29 Oct 2004

Dwight Heald Perkins: Hitchcock Hall

Here are a few quick snapshots I took of Hitchcock Hall, a dormitory on the campus of the University of Chicago designed by Dwight Heald Perkins in 1902.

Unfortunately I was only able to photograph the exterior in the limited time I was there. I have some nice shots of interior details circa 1996, but these were taken with an Apple QuickTake 100 and are very difficult to convert to a modern format, even if you can find and install the software. The one shot I did take inside this time was the arcade:

This is a shame since the lounge on the main floor has one of the most distinctive examples of decorative plasterwork on the University campus: a riot of midwestern flora marching in an orderly string course along the edges of the ceiling the entire length of the room. The abstraction of the vegetation is reminiscant of Alfonso Ianelli's treatment of the Sprite sculptures on the (now demolished) Midway Gardens as well as the St. Thomas church. (I have no idea of Ianelli was actually involved in the ornamentation for Hitchcock Hall.)
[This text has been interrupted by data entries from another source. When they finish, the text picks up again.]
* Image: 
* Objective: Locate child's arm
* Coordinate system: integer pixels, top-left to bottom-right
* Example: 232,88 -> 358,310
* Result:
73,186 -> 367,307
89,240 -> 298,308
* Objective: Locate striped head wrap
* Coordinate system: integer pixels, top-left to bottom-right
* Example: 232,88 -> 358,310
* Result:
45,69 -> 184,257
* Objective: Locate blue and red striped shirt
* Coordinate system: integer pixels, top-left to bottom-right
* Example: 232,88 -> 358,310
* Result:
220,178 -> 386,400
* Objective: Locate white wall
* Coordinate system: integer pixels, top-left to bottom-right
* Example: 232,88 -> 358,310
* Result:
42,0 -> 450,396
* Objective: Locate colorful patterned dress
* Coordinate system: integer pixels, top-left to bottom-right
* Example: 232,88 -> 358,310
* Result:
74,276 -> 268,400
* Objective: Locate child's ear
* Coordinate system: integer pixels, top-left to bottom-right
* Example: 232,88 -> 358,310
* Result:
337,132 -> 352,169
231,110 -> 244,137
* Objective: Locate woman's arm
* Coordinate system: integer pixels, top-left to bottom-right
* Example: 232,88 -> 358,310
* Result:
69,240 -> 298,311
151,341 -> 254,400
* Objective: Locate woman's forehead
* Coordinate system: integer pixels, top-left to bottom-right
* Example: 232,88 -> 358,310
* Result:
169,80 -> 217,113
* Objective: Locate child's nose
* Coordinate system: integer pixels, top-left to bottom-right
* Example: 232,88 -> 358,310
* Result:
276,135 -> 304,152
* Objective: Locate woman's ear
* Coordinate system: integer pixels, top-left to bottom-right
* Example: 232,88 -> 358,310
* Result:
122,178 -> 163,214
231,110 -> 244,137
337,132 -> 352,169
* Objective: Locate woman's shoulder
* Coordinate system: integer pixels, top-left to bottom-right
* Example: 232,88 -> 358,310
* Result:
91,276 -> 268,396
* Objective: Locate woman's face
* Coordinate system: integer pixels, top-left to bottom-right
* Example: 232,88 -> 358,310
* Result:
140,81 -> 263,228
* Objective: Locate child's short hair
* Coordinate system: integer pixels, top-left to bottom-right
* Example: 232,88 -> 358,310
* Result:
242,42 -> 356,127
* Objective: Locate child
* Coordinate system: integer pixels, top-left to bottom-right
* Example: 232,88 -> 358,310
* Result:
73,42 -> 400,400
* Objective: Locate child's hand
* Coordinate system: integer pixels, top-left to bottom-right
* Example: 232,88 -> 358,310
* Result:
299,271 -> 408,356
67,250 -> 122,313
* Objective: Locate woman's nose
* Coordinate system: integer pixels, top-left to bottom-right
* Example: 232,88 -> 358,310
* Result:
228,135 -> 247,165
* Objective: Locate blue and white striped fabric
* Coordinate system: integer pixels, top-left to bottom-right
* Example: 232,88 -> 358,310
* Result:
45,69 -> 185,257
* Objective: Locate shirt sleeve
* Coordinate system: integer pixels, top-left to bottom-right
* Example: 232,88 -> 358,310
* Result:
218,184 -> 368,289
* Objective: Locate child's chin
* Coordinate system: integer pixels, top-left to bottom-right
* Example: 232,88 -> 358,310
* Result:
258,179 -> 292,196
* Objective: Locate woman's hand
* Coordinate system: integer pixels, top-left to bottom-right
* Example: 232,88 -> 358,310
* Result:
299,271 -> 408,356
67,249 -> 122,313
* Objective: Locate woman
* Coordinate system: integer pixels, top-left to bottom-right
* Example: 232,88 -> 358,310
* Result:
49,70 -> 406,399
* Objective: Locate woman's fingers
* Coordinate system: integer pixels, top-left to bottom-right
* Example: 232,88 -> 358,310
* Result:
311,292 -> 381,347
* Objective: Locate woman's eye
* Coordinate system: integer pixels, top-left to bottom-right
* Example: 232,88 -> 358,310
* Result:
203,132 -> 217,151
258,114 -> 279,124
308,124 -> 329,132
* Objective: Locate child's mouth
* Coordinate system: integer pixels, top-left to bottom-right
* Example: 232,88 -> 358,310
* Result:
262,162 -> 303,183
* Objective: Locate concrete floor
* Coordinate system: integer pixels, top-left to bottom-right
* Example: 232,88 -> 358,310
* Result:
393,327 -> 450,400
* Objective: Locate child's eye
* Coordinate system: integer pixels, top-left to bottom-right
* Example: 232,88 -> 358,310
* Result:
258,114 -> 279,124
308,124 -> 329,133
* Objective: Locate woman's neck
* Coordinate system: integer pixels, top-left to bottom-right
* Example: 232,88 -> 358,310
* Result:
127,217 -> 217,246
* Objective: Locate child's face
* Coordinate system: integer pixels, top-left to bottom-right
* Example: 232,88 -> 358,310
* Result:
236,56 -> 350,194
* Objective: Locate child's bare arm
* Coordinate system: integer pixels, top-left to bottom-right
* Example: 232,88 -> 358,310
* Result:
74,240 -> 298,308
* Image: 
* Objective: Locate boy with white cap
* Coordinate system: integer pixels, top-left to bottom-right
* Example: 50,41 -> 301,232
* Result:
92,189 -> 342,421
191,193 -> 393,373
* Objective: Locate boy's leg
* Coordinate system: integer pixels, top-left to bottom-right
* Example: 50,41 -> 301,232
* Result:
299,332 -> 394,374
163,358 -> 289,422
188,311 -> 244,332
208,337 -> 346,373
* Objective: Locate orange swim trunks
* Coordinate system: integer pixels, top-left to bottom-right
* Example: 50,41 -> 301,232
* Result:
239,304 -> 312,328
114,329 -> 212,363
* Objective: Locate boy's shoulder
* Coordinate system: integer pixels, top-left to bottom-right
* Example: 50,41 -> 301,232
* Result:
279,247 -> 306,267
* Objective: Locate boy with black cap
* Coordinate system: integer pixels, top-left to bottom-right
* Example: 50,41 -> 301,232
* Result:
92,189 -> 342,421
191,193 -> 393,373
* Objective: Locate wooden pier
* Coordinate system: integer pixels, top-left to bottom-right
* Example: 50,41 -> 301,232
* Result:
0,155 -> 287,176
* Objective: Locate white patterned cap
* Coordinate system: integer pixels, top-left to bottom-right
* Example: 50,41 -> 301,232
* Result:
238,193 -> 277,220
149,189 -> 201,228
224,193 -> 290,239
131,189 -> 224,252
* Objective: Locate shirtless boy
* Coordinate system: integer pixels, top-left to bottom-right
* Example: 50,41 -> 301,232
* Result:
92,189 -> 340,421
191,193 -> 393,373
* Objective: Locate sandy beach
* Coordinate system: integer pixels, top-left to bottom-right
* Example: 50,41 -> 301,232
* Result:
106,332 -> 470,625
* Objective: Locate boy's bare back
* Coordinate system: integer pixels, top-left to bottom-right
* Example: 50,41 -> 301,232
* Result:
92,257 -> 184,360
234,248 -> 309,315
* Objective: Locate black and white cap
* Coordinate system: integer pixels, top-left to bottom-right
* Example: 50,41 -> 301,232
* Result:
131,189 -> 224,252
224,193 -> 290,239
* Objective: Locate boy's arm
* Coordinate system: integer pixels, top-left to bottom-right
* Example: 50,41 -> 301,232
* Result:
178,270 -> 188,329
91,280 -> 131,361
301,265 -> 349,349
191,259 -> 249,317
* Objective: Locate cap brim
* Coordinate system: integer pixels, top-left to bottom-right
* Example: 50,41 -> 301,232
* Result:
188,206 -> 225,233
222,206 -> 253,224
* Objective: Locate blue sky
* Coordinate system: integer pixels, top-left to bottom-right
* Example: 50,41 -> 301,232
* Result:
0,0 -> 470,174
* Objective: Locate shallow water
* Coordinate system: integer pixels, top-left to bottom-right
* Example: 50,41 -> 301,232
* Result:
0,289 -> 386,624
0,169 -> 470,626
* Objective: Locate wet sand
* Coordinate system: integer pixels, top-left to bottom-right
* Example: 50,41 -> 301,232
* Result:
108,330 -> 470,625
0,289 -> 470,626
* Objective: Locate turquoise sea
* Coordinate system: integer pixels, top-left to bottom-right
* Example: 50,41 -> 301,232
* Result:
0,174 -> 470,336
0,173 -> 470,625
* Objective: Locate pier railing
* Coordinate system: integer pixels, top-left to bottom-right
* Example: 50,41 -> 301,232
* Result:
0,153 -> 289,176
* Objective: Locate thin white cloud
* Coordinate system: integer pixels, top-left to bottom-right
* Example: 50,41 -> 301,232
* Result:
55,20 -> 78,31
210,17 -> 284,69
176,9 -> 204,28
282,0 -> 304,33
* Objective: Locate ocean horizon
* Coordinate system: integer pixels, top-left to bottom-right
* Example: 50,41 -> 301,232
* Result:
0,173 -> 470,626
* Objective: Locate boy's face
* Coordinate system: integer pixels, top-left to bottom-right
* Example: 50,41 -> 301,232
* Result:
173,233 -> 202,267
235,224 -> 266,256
Although often described as "Neo-Gothic" or "Collegiate Gothic" by the bored authors of guidebooks who have overdosed on the OxBridge qualities of most of the rest of the campus, Hitchcock Hall is actually far more interesting than what surrounds it, and merits a visit for the reason that it owes very little to the architecture of Europe.

Perkins was a Prairie School architect, a friend of Wright and a crusader for reform who balanced a concern for the natural with one for the built environment. In addition to spearheading Cook County's system of Forest Preserves, he was the Architect of the Board of Education from 1905-1910. In that role, just as in his work on the University campus, he brought the native iconography of the midwestern prairie into the decorative programs of educational institutions. Whether in local brick or Indiana limestone, Perkins' work took its inspiration from the plants that surrounded him: see the corn that adorns the entrance to Hitchcock, or the Sullivanesque vines that enliven what looks from a distance to be a traditional gothic finial.

Perkins' Chicagoland was a wealthy, industrial metropolis which he did his best to infuse with stylized representations of the nature that was vanishing underfoot, mapping the botany of the region onto both paper map and limestone spire.